La Pr Potpara a donc nuancé les résultats
de l'étude et a conclu qu'une stratégie de
contrôle précoce du rythme combinée
à un suivi structuré chez les patients
atteints depuis peu de fibrillation atriale
permettait d'obtenir un meilleur résultat.
Le rôle précis de la stratégie de contrôle
précoce du rythme sur la différence
observée en termes d'incidence reste
toutefois à éclaircir. L'étude EAST-AFNET
4 a néanmoins montré qu'une stratégie
de contrôle précoce du rythme associée
à un suivi structuré chez les patients
atteints depuis peu de fibrillation atriale
était sûre, du moins chez les patients
présentant une cardiopathie structurelle
sous-jacente inexistante à modérée.
Références
- Kirchhof, P. et al. Early Rhythm-Control
Therapy in Patients with Atrial Fibrillation.
N Engl J Med, 2020, 383 (14), 1305-1316.
- Packer, D. et al. Effect of Catheter Ablation
vs Antiarrhythmic Drug Therapy on
Mortality, Stroke, Bleeding, and Cardiac
Arrest Among Patients With Atrial
Fibrillation. JAMA, 2019, 321 (13), 1261.

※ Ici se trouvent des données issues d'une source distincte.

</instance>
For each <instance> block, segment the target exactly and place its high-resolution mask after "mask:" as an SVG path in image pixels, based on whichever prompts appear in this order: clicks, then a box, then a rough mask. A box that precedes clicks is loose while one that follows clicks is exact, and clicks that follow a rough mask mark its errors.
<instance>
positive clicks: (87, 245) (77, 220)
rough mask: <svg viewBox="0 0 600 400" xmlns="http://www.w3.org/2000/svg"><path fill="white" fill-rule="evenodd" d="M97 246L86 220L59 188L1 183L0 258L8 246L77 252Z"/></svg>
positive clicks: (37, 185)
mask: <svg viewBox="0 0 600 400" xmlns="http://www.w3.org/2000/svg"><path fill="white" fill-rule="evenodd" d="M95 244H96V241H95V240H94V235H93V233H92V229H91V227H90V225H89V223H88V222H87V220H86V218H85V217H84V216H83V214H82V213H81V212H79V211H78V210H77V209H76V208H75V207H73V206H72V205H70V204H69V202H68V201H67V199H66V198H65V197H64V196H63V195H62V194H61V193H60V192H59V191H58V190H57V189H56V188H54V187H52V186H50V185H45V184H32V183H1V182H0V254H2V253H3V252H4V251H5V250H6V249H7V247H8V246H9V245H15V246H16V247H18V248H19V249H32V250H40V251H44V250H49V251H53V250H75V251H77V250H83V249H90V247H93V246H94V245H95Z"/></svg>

- Wyse, D.G. et al. A Comparison of Rate
Control and Rhythm Control in Patients with
Atrial Fibrillation. N Engl J Med, 2020,
347 (23), 1825-1833.
- Van Gelder, I.C. et al. A Comparison of Rate
Control and Rhythm Control in Patients with
Recurrent Persistent Atrial Fibrillation.
N Engl J Med, 2002, 347 (23), 1834-1840.